There is no set limit on registers. Just on registers used by a block. You can have up to 128 registers, if your block is small enough (64 or 128 threads). You do not need to call the kernel multiple times to process a 2048x1536 image.

if you call 512 * 16 blocks and have 512/16 threads per block, you can use 32*16 registers per thread.

and then just adjust your x & y calculation


global void calc_pixel(int* pixels, float ft)


int y = blockIdx.x>>4;

int x = threadIdx.x + ((blockIdx.x & 0xf)*16);

int idx = y*512 +x;



I knew what a block is, but i might not have worded it properly. Yesterday is the first day i touched CUDA and i’m not very sure about a few things. For example, when i mention “kernel call” i mean this (from my updated code):

calc_pixel<<<512, 128>>>(pixels, 0, itercount, antialias, ft);

calc_pixel<<<512, 128>>>(pixels, 128, itercount, antialias, ft);

calc_pixel<<<512, 128>>>(pixels, 256, itercount, antialias, ft);

calc_pixel<<<512, 128>>>(pixels, 384, itercount, antialias, ft);

So to be sure (and i just read the pages in the programming guide, but just to be sure): each one of these calls creates a grid with with 512 blocks each one containing 128 threads, right? Also these are scheduled to be executed in order - they do not overlap because they have no stream defined, right?

I have no background in parallel programming so all this is new stuff to me, but they look very interesting :-)

You can do it in one kernel call, just call 4 times as many blocks.

But yes, each call creates a grid and they are executed in order. Using streams does not change that, there is currently no option to run more than 1 kernel at the same time.

OOps, i mixed the maximum numbers of the blocks-per-grid and threads-per-block and i never tried any value above 512. Now i did

calc_pixel<<<4096, 64>>>(pixels, 0, itercount, antialias, ft);

and it runs faster (i tried several combinations, this seems to have the best results - at least when using power of two numbers).

However was i right or wrong about my understanding of the previous four calls (i mean about the numbers, etc)?

Oh, i didn’t saw the edit.

Then what does the documentation mean when it writes?

What i thought from this is that the threads in two streams will be executed at the “same time” (not really at the same time though since from what i’ve understood threads are time sliced) in the sense that the scheduler will schedule them more efficient.

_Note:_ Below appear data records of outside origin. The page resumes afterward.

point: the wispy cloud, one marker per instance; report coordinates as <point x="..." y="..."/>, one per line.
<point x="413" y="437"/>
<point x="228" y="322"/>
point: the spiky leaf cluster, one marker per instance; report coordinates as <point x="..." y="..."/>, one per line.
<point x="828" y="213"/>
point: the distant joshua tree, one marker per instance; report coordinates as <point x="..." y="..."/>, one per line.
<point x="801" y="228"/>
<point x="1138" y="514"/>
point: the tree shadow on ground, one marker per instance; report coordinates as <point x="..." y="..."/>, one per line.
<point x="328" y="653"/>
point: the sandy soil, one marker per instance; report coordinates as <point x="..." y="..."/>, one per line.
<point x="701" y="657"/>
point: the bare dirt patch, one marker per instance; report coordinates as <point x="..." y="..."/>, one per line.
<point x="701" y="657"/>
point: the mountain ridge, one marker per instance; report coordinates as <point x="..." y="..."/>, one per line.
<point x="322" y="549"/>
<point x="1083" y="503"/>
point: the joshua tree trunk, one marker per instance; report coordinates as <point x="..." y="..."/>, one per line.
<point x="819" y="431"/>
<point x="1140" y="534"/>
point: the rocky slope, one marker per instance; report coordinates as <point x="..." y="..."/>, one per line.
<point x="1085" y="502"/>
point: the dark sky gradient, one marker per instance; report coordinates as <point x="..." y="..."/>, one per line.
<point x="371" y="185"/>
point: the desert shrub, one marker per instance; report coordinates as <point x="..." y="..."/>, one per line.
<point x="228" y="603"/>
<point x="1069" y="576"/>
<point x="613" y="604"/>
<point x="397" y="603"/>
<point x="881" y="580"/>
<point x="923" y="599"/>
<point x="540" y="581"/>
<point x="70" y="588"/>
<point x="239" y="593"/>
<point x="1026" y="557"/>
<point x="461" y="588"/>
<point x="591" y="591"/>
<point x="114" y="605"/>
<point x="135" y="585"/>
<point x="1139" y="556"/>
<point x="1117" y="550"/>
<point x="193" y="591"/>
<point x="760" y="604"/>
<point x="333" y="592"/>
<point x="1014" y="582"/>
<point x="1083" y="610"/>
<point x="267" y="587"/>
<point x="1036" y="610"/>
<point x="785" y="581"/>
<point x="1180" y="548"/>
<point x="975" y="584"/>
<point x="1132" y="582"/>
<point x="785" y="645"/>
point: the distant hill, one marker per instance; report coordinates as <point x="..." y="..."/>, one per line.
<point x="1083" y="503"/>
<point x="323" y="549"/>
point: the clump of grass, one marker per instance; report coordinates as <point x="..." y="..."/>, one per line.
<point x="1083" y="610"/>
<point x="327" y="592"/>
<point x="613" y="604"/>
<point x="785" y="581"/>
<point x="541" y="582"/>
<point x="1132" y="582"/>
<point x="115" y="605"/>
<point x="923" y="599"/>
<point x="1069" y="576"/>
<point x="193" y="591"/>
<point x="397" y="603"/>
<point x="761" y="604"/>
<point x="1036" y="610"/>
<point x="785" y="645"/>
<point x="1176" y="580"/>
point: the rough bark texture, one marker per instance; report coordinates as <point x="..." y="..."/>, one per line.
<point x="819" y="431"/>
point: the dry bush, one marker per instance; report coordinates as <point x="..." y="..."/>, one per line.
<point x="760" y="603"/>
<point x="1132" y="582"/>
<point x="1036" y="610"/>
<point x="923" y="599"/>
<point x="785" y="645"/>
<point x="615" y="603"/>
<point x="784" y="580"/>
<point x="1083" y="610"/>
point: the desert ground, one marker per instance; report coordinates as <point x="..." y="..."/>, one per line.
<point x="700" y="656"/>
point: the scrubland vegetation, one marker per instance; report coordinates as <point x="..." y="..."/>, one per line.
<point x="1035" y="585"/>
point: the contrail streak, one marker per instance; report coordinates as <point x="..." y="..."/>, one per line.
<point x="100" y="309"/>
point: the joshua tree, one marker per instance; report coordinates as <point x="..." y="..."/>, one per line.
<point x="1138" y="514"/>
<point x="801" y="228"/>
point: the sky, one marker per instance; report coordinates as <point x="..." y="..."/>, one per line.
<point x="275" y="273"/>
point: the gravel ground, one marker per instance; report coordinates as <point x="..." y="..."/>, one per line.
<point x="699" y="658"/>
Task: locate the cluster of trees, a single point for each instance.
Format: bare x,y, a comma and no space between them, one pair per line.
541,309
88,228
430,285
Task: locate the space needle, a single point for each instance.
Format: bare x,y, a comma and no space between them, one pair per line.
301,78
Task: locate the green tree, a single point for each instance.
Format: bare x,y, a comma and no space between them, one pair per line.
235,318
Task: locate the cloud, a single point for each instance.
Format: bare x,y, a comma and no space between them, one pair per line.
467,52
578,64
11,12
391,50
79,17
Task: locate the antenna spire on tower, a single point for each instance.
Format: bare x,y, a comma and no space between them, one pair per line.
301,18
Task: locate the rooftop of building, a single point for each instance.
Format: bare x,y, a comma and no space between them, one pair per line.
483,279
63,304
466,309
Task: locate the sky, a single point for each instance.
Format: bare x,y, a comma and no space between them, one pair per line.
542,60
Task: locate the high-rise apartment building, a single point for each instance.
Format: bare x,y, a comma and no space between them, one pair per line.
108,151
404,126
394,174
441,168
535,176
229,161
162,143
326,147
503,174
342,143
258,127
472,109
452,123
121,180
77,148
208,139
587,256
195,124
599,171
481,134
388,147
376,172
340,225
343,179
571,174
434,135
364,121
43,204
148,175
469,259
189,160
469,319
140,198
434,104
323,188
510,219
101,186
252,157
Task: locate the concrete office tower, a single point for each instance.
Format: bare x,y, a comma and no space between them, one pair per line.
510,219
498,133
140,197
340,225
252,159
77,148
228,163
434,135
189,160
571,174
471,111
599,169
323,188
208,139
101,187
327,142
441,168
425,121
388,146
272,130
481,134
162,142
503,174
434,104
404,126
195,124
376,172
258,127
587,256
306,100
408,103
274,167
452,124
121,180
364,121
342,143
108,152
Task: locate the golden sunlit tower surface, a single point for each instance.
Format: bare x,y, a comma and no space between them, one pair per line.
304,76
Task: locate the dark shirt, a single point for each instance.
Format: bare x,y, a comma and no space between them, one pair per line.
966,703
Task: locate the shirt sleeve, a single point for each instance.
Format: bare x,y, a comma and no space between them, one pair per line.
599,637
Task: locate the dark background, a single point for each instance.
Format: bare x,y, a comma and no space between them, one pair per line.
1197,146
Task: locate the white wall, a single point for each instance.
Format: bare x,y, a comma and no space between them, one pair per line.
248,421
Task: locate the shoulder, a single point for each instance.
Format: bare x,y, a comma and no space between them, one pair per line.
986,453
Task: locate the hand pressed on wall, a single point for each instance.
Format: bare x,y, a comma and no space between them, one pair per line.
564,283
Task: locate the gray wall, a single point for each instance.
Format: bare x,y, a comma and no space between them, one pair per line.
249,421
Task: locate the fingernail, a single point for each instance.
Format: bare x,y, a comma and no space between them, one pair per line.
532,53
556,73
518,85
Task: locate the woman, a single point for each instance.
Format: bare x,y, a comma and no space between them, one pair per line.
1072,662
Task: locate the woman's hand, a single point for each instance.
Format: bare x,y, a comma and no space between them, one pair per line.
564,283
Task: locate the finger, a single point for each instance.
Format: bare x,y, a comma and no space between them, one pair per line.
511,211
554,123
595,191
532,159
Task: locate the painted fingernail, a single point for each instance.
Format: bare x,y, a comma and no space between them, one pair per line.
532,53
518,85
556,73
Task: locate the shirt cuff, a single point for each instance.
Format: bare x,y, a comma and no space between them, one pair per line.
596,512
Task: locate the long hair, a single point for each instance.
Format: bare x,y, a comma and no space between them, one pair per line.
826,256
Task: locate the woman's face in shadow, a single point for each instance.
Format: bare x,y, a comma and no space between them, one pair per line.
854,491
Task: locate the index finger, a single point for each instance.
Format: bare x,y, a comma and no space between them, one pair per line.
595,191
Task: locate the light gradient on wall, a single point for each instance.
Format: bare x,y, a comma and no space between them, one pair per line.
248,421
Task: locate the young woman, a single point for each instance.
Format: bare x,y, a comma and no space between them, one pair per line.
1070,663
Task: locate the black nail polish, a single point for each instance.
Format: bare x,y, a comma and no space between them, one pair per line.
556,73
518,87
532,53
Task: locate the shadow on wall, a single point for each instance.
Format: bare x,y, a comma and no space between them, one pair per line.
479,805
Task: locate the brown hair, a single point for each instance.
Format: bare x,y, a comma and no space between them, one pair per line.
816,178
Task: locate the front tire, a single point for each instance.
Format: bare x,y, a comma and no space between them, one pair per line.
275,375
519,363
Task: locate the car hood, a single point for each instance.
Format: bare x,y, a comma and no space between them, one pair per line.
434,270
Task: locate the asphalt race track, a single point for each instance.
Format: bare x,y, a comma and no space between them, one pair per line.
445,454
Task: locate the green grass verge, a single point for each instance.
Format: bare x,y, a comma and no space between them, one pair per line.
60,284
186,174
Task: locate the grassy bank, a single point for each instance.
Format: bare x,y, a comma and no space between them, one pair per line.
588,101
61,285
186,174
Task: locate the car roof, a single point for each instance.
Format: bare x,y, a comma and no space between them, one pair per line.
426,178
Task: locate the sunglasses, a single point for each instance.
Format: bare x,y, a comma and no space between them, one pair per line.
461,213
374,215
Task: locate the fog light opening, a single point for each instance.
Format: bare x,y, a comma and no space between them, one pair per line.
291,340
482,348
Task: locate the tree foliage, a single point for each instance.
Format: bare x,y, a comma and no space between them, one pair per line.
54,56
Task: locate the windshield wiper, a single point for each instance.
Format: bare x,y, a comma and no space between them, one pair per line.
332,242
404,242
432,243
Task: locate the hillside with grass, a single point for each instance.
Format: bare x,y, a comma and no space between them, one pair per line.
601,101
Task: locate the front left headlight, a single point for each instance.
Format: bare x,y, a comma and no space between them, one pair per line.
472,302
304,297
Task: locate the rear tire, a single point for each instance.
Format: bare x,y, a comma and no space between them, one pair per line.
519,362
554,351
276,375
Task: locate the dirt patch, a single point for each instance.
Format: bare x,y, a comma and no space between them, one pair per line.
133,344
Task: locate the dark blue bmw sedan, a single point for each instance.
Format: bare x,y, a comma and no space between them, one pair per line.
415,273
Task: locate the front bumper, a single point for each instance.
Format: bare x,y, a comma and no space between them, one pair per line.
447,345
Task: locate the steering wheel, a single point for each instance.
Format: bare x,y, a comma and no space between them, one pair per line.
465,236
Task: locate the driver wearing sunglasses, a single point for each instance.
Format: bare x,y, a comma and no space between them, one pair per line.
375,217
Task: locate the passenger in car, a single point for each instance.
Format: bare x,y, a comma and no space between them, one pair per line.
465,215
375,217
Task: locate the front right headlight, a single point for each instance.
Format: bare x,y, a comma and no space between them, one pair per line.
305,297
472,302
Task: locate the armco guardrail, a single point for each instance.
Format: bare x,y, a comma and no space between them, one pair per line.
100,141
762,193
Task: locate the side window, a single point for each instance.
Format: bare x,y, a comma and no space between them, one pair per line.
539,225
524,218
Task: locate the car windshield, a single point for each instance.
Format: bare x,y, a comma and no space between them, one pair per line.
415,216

I’ve read the page about streams a few times and i’m not sure where streams should be used. Are they only a host-oriented feature so the host can know what the GPU does (via events?) or they affect what the GPU does?

streams are for overlapping calculation on GPU with calculation on CPU. there is a simpleStreams example in the SDK.
will try to post some comments in your forum later today or tomorrow.